Eve Lamb
Salvage yard operator Karl Haass of Glenluce has been in the business of dismantling old houses for 40 years.
But Karl does not use a wrecking ball.
Instead he painstakingly dismantles yesteryear abodes and salvages the resulting beautiful, precious and often rare materials and fixtures, ensuring they do not go to waste but can instead go on to find new lives.
In dismantling a 1930s Lyttleton Street cottage in Castlemaine in recent days, to make way for a new build, Karl was amazed and delighted when he found a very early photo of a mystery lady in lace, long-lost behind a wall in the kitchen.
“In over 40 years of doing this sort of work, finding this photo was unusual,” says Karl who has dismantled more than 4000 houses over the years, carefully salvaging their materials for reuse.
He believes the photo dates from the 1850s.
“It had been hidden for ages in that building and the lady in the photo looks to be dressed in expensive lace. She looks like she was someone of means,” he says.
On the back of the old sepia photo is handwriting, some of which can be made out to include a reference to the date of January, 1850, along with two names including Charlotte James and James L…… (whose full surname is partly unclear).
“I often find things like coins and old bottles but to find this was incredible.

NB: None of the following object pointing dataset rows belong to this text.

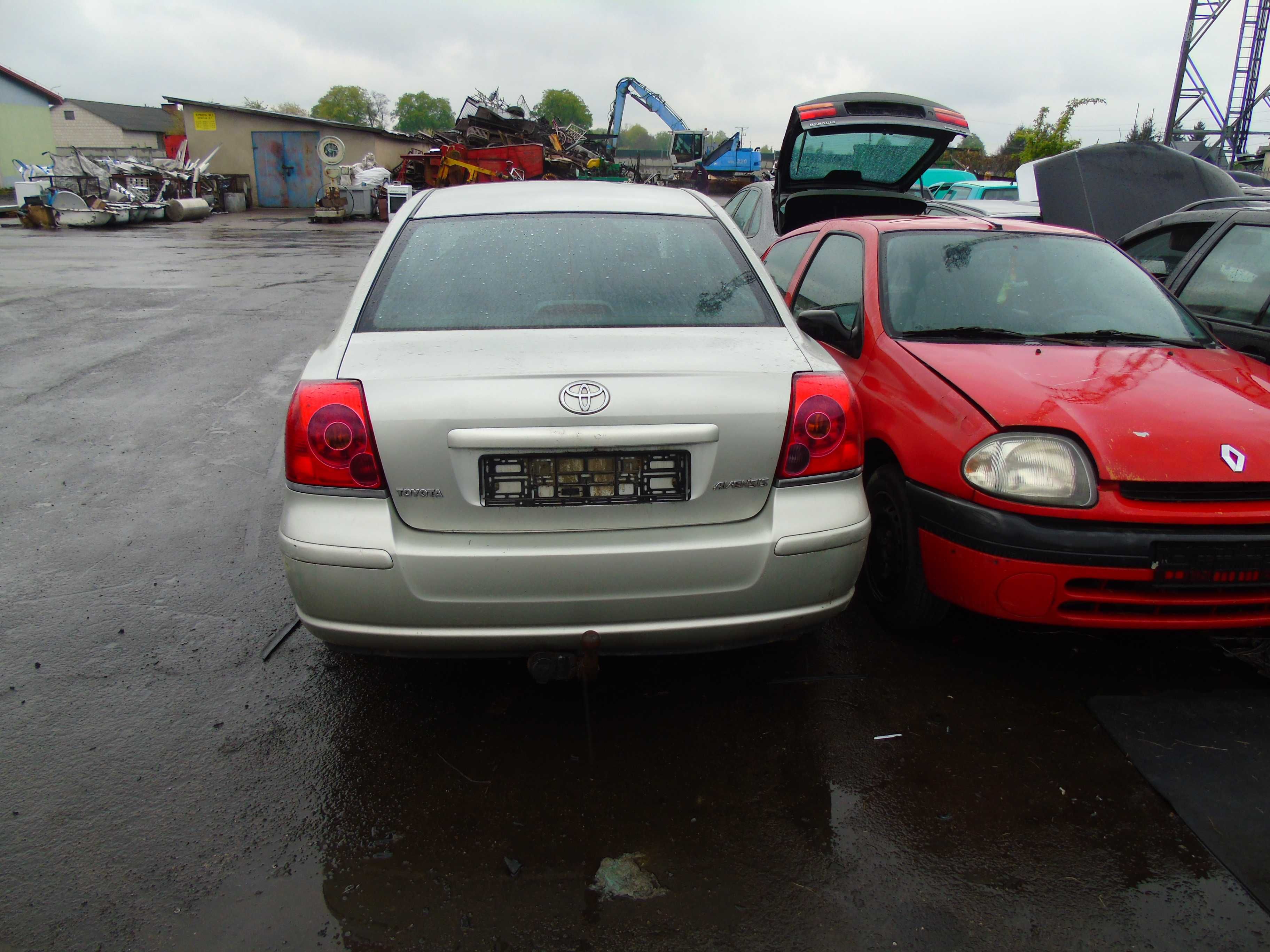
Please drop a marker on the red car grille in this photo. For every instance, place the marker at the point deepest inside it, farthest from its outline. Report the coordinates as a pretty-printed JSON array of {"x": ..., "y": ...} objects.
[
  {"x": 1197, "y": 492},
  {"x": 1119, "y": 598}
]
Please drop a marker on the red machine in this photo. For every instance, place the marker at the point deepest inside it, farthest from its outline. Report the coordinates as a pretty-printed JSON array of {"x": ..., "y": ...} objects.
[{"x": 460, "y": 166}]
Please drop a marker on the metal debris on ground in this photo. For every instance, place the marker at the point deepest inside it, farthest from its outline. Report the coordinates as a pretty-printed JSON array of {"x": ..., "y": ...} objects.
[
  {"x": 279, "y": 638},
  {"x": 92, "y": 192},
  {"x": 625, "y": 879}
]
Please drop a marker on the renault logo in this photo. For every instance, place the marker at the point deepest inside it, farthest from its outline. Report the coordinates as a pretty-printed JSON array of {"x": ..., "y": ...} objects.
[
  {"x": 1234, "y": 458},
  {"x": 585, "y": 397}
]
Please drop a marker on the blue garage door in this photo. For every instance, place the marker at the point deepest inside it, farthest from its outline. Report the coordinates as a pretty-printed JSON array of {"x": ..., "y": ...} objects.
[{"x": 288, "y": 172}]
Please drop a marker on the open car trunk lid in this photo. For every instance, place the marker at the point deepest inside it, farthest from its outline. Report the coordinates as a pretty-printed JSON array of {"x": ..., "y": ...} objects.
[
  {"x": 1113, "y": 188},
  {"x": 858, "y": 154},
  {"x": 441, "y": 402}
]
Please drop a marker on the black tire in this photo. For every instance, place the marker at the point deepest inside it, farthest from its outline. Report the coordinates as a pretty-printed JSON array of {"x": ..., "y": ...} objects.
[{"x": 893, "y": 579}]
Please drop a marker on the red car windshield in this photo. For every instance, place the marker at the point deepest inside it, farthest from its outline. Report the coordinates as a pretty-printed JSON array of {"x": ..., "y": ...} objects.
[{"x": 1025, "y": 286}]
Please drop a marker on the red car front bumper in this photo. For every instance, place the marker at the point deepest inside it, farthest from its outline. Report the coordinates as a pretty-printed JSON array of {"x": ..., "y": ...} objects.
[{"x": 1057, "y": 572}]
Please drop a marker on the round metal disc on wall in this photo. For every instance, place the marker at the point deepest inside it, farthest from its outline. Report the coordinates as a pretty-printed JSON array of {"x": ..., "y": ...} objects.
[{"x": 331, "y": 150}]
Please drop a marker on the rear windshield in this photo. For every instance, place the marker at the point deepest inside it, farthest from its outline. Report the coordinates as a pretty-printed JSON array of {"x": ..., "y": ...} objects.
[
  {"x": 566, "y": 271},
  {"x": 1023, "y": 284},
  {"x": 884, "y": 158}
]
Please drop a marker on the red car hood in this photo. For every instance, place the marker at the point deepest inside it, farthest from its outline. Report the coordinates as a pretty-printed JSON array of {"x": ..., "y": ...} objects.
[{"x": 1144, "y": 414}]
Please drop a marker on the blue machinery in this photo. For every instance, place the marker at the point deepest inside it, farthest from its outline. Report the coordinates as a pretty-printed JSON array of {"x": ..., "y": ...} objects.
[
  {"x": 1234, "y": 125},
  {"x": 688, "y": 145}
]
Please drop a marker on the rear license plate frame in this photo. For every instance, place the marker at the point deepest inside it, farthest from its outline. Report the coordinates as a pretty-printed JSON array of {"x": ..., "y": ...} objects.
[
  {"x": 1189, "y": 565},
  {"x": 591, "y": 473}
]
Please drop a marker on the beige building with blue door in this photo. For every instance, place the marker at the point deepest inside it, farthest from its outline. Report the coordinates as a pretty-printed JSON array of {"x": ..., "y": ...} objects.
[
  {"x": 26, "y": 127},
  {"x": 280, "y": 151}
]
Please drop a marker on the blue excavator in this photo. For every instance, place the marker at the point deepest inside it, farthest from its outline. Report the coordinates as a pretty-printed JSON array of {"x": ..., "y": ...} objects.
[{"x": 726, "y": 160}]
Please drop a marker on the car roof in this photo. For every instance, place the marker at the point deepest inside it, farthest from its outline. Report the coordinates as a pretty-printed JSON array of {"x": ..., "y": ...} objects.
[
  {"x": 1202, "y": 216},
  {"x": 874, "y": 98},
  {"x": 953, "y": 223},
  {"x": 992, "y": 207},
  {"x": 519, "y": 197}
]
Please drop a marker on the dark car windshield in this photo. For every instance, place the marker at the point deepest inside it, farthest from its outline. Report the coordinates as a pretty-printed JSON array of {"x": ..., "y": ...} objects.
[
  {"x": 1025, "y": 284},
  {"x": 566, "y": 271},
  {"x": 884, "y": 158}
]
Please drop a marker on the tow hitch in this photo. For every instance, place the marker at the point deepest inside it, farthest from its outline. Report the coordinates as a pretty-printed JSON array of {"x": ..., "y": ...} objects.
[{"x": 566, "y": 666}]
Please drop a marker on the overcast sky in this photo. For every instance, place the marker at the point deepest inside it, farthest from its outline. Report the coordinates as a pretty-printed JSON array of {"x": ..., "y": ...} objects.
[{"x": 722, "y": 65}]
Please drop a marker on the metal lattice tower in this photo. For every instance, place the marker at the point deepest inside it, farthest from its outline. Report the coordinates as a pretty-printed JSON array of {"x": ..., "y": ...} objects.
[{"x": 1191, "y": 90}]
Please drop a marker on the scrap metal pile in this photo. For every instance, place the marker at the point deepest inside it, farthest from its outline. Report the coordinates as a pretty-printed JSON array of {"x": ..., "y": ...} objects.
[
  {"x": 78, "y": 191},
  {"x": 493, "y": 141}
]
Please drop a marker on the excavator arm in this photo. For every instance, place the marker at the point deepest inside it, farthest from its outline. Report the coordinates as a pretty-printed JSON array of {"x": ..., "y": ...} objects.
[{"x": 647, "y": 98}]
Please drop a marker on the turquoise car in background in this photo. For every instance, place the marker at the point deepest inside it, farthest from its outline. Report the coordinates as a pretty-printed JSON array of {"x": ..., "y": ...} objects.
[
  {"x": 935, "y": 178},
  {"x": 973, "y": 191}
]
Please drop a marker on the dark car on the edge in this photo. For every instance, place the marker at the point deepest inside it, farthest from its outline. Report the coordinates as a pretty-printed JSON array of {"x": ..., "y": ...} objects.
[{"x": 1215, "y": 257}]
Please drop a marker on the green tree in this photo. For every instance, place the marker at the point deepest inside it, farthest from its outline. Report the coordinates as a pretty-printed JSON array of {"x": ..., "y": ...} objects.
[
  {"x": 346, "y": 104},
  {"x": 1014, "y": 144},
  {"x": 563, "y": 106},
  {"x": 1046, "y": 139},
  {"x": 418, "y": 112},
  {"x": 1146, "y": 133},
  {"x": 637, "y": 137}
]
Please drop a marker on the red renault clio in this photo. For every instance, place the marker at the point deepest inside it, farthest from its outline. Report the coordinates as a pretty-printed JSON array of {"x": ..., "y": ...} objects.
[{"x": 1050, "y": 436}]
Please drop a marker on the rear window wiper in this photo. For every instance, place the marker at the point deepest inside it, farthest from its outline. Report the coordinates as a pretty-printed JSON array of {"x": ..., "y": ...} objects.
[
  {"x": 967, "y": 333},
  {"x": 1122, "y": 335}
]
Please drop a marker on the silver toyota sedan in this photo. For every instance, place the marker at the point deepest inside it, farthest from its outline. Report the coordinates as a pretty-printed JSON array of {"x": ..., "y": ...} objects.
[{"x": 564, "y": 407}]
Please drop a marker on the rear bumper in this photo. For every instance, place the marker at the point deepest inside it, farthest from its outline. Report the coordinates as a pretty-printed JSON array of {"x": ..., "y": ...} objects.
[
  {"x": 1071, "y": 572},
  {"x": 364, "y": 579}
]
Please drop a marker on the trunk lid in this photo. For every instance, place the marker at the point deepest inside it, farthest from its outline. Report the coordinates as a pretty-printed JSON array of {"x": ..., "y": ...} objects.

I thought this is very special,” Karl says.
Karl is one of very few people anywhere in Australia who dismantle and salvage old houses in the careful manner that he does, and suffice to say he recovered many valuable materials from the Lyttleton Street cottage.
Beautiful old western red cedar, baltic pine, Victorian ash and jaarah were among the timbers he salvaged, along with fixtures ranging from an attractive bay feature window to an early handmade stained glass lamp cover and even a vintage battery pack that had been attached under the house to run a yesteryear Post Master General telephone landline.
All will now end up at Karl’s fascinating salvage yard situated just out of Glenluce.
“I started restoring horse-drawn vehicles when I was 11 in the 1970s,” the unique salvage yard operator says.
“The lady gave us this job (in Lyttleton Street) on the basis that I’m salvaging it.
“In Australia we’re still throwing away far too much. You’ve got to be more in touch with the value of things.
“We’re in a McDonald’s age of building plastic-spastic.”
Karl says he would love to see if anyone out there might be able to solve the mystery of the 1800s photographed lady’s identity, and how her photo came to be hidden behind the mantlepiece of the Castlemaine cottage, which now no longer exists.
“Someone in Castlemaine would know about it,” he says.